Discussion: What has to be true to start building a Maven dependency proxy
Context
One of the most frequently requested features for the Package Registry is a virtual registry for Maven. This key missing feature will allow many enterprise customers to migrate from Artifactory to GitLab.
Problem to solve
I'd like to understand what has to be true for us to start working on this feature as we have many customers that are patiently (or impatiently) waiting for the feature.
Proposal
Identify any blockers that prevent us from building the feature and how we can unblock them. For example, are there any open bugs, technical debt, or other constraints stopping us from starting?
What we'd like to build
We will give users the ability to add/configure one external Java repository. Once added, when a user tries to install a Java package using their project-level endpoint, GitLab will first look for the package in the project and if it's not found, will attempt to pull the package from the external repository.
- Project owners will be able to configure this via a project's settings (API or UI)
- We will support external repositories that require authentication, such as Artifactory or Sonatype
-
❓ Can the project owner change their preferred order so that the package is pulled first from the external repository and second from GitLab?
When a package is pulled from the external repository it will be imported into the GitLab project so that the next time that particular package/version is pulled it's pulled from GitLab and not the external repository.
- The benefit of this is that it as time goes on, fewer packages will have to be pulled externally.
- This will be a fast follow, once we've added initial support for the dependency proxy.
If the package is not found in their GitLab project or the external repository we will return an error (404?).
Users can configure pipelines to scan for vulnerabilities or compliance checks and can set rules that the package cannot be pulled unless the pipeline is
- This will tie in with our planned development of GitLab CI Events for Package
Questions
- If external packages are added to the GitLab project, what happens if you the same package is pulled into multiple projects and my team uses a group endpoint to pull that package name/version?

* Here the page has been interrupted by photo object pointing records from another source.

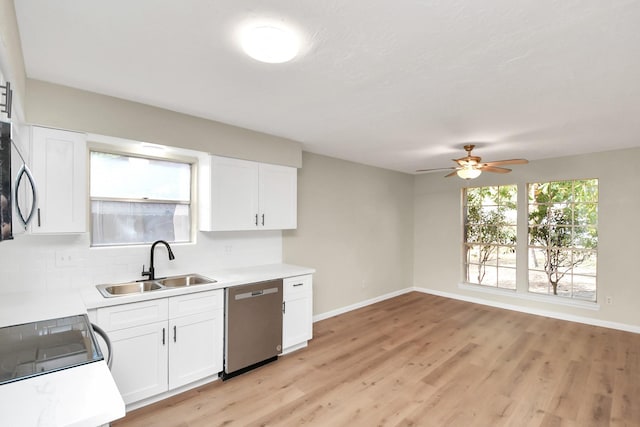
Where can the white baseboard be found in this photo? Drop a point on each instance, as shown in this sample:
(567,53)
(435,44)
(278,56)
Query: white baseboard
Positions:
(538,312)
(360,304)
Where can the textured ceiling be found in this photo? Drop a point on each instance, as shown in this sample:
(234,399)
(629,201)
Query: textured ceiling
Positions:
(396,84)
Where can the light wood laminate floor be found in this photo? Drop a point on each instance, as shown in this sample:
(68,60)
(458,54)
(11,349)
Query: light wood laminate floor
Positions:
(423,360)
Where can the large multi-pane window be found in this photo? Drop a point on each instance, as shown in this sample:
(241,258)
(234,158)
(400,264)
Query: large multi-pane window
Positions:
(563,238)
(490,228)
(136,200)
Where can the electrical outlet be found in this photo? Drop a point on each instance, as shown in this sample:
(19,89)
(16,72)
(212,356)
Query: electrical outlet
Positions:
(66,259)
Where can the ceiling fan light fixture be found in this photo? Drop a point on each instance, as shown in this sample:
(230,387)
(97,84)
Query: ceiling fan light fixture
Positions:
(468,172)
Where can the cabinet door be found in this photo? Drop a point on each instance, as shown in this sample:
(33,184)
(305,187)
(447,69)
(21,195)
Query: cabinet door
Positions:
(60,171)
(196,347)
(297,321)
(278,197)
(234,194)
(140,360)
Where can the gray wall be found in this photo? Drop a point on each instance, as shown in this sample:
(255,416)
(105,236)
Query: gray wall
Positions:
(63,107)
(355,226)
(11,59)
(438,232)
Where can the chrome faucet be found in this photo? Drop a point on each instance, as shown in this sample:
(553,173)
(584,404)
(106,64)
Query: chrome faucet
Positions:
(151,272)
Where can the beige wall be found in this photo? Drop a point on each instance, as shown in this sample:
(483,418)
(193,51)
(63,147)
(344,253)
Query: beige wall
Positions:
(11,60)
(355,227)
(63,107)
(438,232)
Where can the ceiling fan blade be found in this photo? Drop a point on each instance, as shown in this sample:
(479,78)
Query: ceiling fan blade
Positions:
(433,170)
(494,169)
(507,162)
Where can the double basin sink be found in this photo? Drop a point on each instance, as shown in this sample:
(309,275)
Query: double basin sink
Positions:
(144,286)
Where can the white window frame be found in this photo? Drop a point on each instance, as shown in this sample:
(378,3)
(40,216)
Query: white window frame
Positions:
(570,274)
(466,246)
(151,152)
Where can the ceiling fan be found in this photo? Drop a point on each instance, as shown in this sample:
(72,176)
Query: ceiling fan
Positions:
(470,167)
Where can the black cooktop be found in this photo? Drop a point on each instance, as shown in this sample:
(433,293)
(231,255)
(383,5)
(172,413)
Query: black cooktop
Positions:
(46,346)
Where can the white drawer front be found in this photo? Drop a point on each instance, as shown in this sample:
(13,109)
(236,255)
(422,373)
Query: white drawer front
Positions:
(297,285)
(199,302)
(135,314)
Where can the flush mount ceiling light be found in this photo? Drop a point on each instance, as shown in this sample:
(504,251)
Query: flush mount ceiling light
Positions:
(269,43)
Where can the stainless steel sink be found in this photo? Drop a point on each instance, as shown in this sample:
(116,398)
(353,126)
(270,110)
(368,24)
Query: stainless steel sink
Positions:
(128,288)
(185,280)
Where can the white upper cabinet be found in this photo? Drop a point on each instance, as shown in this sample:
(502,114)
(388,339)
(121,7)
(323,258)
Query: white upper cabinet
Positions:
(244,195)
(278,196)
(59,166)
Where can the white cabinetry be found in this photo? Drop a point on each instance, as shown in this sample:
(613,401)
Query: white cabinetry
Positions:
(196,327)
(59,166)
(163,344)
(244,195)
(297,321)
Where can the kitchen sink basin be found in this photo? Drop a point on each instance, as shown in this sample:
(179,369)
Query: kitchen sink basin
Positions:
(185,280)
(128,288)
(131,288)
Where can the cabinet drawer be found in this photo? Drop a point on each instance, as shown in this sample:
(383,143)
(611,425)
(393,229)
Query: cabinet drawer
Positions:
(297,285)
(199,302)
(135,314)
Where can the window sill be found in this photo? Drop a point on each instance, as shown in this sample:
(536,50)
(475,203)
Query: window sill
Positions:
(547,299)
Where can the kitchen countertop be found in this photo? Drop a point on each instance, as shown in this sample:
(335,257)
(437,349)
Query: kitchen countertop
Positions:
(225,278)
(80,396)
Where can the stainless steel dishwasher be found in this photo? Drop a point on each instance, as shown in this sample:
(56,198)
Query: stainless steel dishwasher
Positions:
(253,326)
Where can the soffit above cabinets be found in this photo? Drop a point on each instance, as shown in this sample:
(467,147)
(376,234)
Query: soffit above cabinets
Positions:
(400,85)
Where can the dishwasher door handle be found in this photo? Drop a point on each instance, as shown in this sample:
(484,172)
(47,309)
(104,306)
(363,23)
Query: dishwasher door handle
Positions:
(254,294)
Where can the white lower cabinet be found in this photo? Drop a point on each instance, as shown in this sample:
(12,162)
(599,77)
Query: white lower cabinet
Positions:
(163,344)
(297,320)
(139,364)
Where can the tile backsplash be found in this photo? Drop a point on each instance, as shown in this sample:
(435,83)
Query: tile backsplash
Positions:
(30,262)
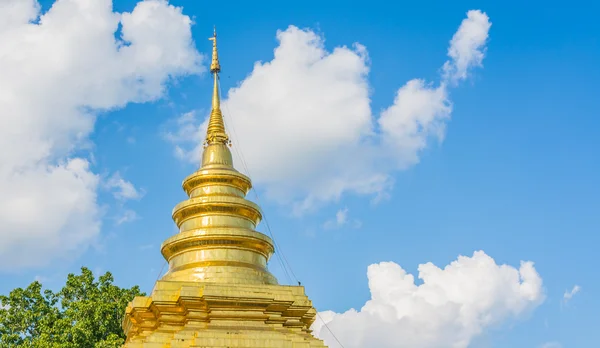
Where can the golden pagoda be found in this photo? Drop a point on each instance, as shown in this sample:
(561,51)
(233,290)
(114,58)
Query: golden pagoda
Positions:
(218,291)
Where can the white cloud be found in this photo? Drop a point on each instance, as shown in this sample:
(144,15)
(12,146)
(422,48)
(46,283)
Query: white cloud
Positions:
(305,126)
(569,294)
(551,345)
(122,189)
(55,74)
(127,216)
(452,306)
(467,47)
(341,219)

- The latest package will be pulled.
- This approach does mean that there will be duplication of packages across projects which can impact storage.
- What if I want to add multiple external remotes?
- That won't be included in the MVC but it is something that we will add support for in the future.
- What if I want to configure this for many (hundreds/thousands) of projects?
- We will offer an API to update the project settings, but we will build this feature at the project level to start.
- What tier will this feature be included in?
- We will launch this feature in GitLab Ultimate.
- What metrics will we track?
- As the PM, I'd really like to understand how many projects have configured an external remote, how many packages are pulled from external remotes, and for projects with an external remote what's the ratio of packages pulled from GitLab/externally?